Germany building too few homes, and the wrong kind
February 8, 2017It's nothing new that German cities are running out of affordable housing, but up until now it wasn't clear that the wrong types of apartments were also being built. That's the major new insight in a study published this week by the economic think tank, Cologne Institute for Economic Research (IW).
Only 32 percent of the necessary new apartments were built in Germany's major cities between 2011 and 2015, the study found - putting growing pressures on the housing market. The IW also discovered a particular scarcity in Berlin - where only 25 percent of the demand was being covered - in particular, of two-to-four-room apartments. Meanwhile, there was barely any shortage of up-market apartments.
While the market had successfully covered 97 percent of the demand for five-room apartments across Germany, only 30 percent of the necessary two-room apartments were being built - and in Berlin, the figure was as low as 20 percent.
"We're not building the apartments where they're needed," study author Michael Voigtländer said. Altogether, Germany needs 385,150 new apartments every year over the next three years, the IW concluded, with the nation's capital, which is currently growing by 40,000 people annually, needing some 31,230 every year.
More building?
"That was pretty surprising, that there was such a drastic shortage of small apartments," Voigtländer told DW. "The fact that large apartments are being built, even though people need two or three room apartments."
For Voigtländer, the problem is obvious - lack of room. "The investors do want to build, but there's a lack of building land," he said. "And if there's a lack of building land, then of course they build what gets them the biggest margins - and that's the biggest and most expensive apartments."
The solution, therefore, is to find more room to build, and an aerial view of Berlin shows there is space in major German cities. "Not only that, we need to see that we make better use of what we have," he added. "Cheaper homes don't necessarily come from new buildings - we have to find incentives for landlords to offer sub-lets, for example, or incentives to divide up large apartments into smaller ones."
Voigtländer also thinks that some regulations - for example for renovating attic floors - are too strict. "You could certainly adjust some of the screws here and there," he said. "But the essential thing is building space."
Rich well-served, poor left to struggle
But others think the problems are much deeper. Wibke Werner, deputy director of Berlin's tenants association, the Mieterverein, thinks there are a lot more reasons why German cities are struggling to house their inhabitants. "Another problem is that most of the new apartments are for owning, not renting," she told DW. "Given that more than half of Berliners have a relatively low income, the demand is nowhere near covered for now. And even when they build smaller apartments, they're usually fairly luxurious."

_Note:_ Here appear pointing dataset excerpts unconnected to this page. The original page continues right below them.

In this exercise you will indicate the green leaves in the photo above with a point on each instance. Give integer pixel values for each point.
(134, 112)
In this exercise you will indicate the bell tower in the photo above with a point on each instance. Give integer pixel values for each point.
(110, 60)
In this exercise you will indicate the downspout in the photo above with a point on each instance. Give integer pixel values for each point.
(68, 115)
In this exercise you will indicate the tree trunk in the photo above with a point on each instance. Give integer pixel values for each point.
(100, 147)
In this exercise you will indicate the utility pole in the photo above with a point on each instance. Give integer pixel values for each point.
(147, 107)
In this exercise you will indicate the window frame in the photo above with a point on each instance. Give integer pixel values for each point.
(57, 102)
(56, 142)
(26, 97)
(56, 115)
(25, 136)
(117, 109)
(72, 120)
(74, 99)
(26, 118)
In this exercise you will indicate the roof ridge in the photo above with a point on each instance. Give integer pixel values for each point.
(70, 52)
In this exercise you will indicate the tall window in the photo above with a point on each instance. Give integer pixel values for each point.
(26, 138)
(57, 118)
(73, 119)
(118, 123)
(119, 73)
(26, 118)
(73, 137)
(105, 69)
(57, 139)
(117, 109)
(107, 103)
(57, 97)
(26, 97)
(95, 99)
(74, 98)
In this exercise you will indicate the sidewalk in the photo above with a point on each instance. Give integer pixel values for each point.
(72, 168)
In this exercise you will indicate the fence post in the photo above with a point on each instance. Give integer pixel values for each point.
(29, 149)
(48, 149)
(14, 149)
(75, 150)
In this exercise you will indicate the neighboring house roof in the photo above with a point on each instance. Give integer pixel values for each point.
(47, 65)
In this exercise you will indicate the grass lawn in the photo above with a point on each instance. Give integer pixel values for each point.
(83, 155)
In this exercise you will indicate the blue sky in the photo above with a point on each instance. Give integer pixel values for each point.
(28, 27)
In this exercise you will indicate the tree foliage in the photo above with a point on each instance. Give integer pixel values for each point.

Werner doubts whether it's even possible to cover the demand with new building, since private developers have no incentive to build cheap homes, and state property companies only account for about 16 percent of Berlin's property. Meanwhile, most of the undeveloped land in inner city Berlin is also in private hands.
For Werner, a solution might be to offer incentives to private developers to build cheaper homes - something the new Berlin government (a center-left coalition of Social Democrats, Greens, and the Left party) has failed to do: "They're concentrating on the city- and council-owned companies, and avoiding the question of how they're getting the private developers and landlords on board too," she said, before admitting, "But then again, it is a difficult question to answer."
At the end of the day, the state needs to offer developers some cash, Werner concluded. "Some kind of subsidy that is more attractive than what they can get on the market," she said This, she suggested, could be tied to regulations on how many two or three-room apartments should be included in any new buildings.
Behind this problem there is also the question of growing land price speculation through hedge funds - but that is an area that can only be regulated at the federal level.